Food production is the largest cause of global environmental change. The debate on sustainable agriculture focuses largely on the implementation of new agricultural techniques. The impact of these techniques on agricultural landscapes is not often considered. With the film ‘Tussen de kassen’, I attempt to shift the current debate in a direction that allows consideration of the aesthetic and systemic consequences of the implementation of agricultural techniques on specific landscapes. ‘Tussen de kassen’ examines an innovative and sustainable landscape of greenhouse horticulture. More than a tool to communicate research or annotate site visits, film and filmmaking functioned as architectural carpentry. Meaning that the complete process of filmmaking (including preliminary site visits, editing, etc.) functioned as an unconventional method of knowledge production for an architectural research project.
Using ‘Tussen de Kassen’, I illustrate three ways in which filmmaking as architectural carpentry benefits the work of landscape architects whilst examining modern landscapes of food production; As a tool to explore and examine the atmospheres of agricultural landscapes (1) Film is able to convey synaesthetic properties of a landscape. These are properties that belong to multiple sensory fields at once and play a part in generating ‘atmosphere’, the meaning a person assigns unconsciously and almost instantaneously to a space. Film allows viewers to explore the synaesthetic properties behind this initial atmosphere and (re-) examine their subconsciously assigned meanings to space.

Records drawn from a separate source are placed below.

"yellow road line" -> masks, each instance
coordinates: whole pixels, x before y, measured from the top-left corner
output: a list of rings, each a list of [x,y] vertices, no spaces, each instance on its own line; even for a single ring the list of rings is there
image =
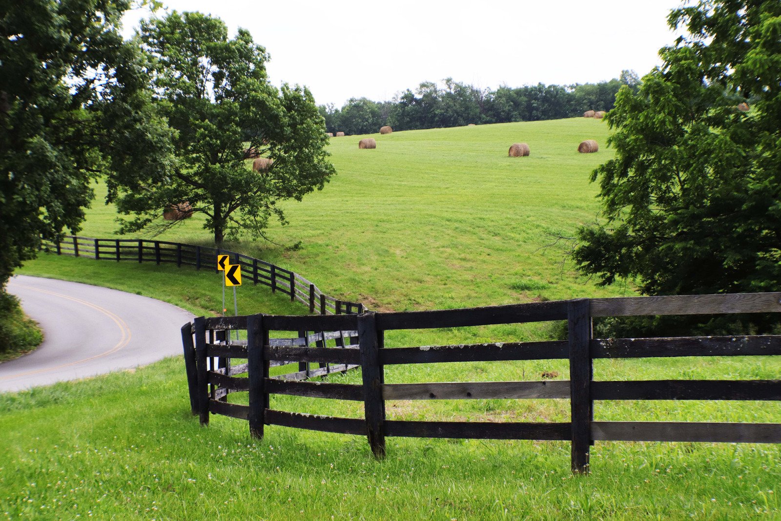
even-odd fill
[[[100,353],[99,355],[95,355],[95,356],[91,356],[89,358],[84,359],[82,360],[77,360],[76,362],[71,362],[66,364],[60,364],[59,366],[55,366],[54,367],[47,367],[45,369],[39,369],[34,371],[27,371],[25,373],[17,373],[16,374],[12,374],[8,376],[0,376],[0,380],[9,380],[11,378],[18,378],[20,376],[25,376],[30,374],[36,374],[37,373],[54,371],[55,369],[62,369],[63,367],[75,366],[76,364],[84,363],[84,362],[89,362],[90,360],[95,360],[95,359],[101,358],[102,356],[106,356],[108,355],[111,355],[112,353],[116,353],[117,351],[127,345],[130,341],[130,337],[132,336],[132,334],[130,333],[130,328],[127,327],[127,324],[125,323],[125,321],[123,320],[119,316],[115,315],[114,313],[109,311],[105,308],[102,308],[99,305],[93,304],[92,302],[88,302],[85,300],[81,300],[80,298],[70,297],[68,295],[64,295],[60,293],[55,293],[54,291],[50,291],[48,290],[42,290],[37,287],[33,287],[32,286],[26,286],[24,284],[15,284],[14,285],[18,286],[19,287],[23,287],[25,289],[32,290],[33,291],[38,291],[39,293],[45,293],[47,294],[53,295],[55,297],[59,297],[60,298],[65,298],[66,300],[73,301],[73,302],[86,305],[88,308],[91,308],[95,311],[103,313],[109,319],[113,320],[114,323],[119,327],[119,332],[122,334],[122,337],[121,338],[119,338],[119,341],[117,342],[116,345],[115,345],[109,351],[106,351],[105,352],[103,353]]]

As a method to explore unexpected entanglements in food production landscapes (2) The (architectural) medium used to analyse a site determines the understanding of that site. Filmmaking demands close engagement with a site, making the filmmaker a participant of the landscape. This results in unexpected discoveries of entanglements between agricultural techniques and other site aspects.

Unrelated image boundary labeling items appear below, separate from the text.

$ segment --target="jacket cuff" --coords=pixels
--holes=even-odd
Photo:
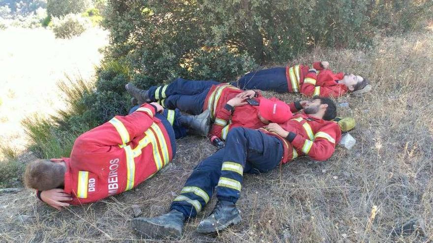
[[[289,133],[289,135],[287,135],[287,136],[286,137],[286,139],[287,141],[292,142],[293,141],[293,139],[295,139],[295,137],[296,136],[296,134],[293,133],[293,132],[290,132]]]
[[[149,104],[149,105],[154,108],[154,109],[155,110],[155,114],[158,112],[158,109],[156,108],[156,107],[151,104]]]
[[[226,104],[225,106],[224,106],[224,108],[228,110],[229,111],[233,112],[233,110],[235,109],[235,108],[228,104]]]
[[[298,110],[301,110],[301,109],[304,108],[302,108],[302,106],[301,105],[301,102],[299,101],[296,101],[295,102],[294,102],[294,104],[295,104],[295,108],[296,108],[296,109],[297,109]]]

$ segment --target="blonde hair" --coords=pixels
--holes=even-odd
[[[36,160],[27,164],[24,183],[28,187],[39,190],[58,188],[64,182],[65,167],[48,160]]]

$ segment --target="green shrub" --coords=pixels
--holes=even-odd
[[[90,0],[47,0],[47,12],[48,15],[59,17],[81,13],[91,5]]]
[[[25,165],[16,160],[0,162],[0,188],[23,187]]]
[[[54,17],[51,21],[56,38],[70,39],[84,32],[90,25],[89,21],[81,16],[69,14],[60,18]]]
[[[428,0],[112,0],[103,25],[111,32],[109,58],[127,60],[138,73],[159,81],[177,77],[227,80],[235,73],[250,71],[250,66],[201,64],[193,59],[225,55],[223,60],[237,56],[234,59],[242,61],[242,56],[263,64],[286,62],[317,46],[369,46],[378,33],[411,30],[430,18],[432,4]],[[216,54],[215,50],[224,51]],[[206,66],[219,74],[216,77]]]

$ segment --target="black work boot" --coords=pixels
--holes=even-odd
[[[149,96],[149,90],[140,89],[131,83],[126,83],[125,88],[128,93],[131,94],[138,101],[138,104],[150,102],[151,99]]]
[[[136,217],[132,219],[132,226],[136,233],[144,238],[179,239],[185,222],[184,214],[173,210],[157,217]]]
[[[183,115],[179,117],[182,126],[189,128],[193,134],[206,136],[211,128],[211,112],[207,109],[197,115]]]
[[[212,214],[200,222],[196,231],[199,233],[215,233],[232,224],[238,224],[241,220],[236,204],[228,201],[219,200]]]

As a form of eidetic storytelling for landscapes of the Anthropocene (3) Narrating the functioning and conception of Anthropocenic landscapes in a causal, linear manner is problematic as it leads to ‘undecidability’ and inaction. Film, as an eidetic storytelling tool, combines different types of information (i.e. visual, acoustic, quantifiable, metaphoric, etc.) to mediate multivalent, openended and non-linear narratives for Anthropocenic landscapes.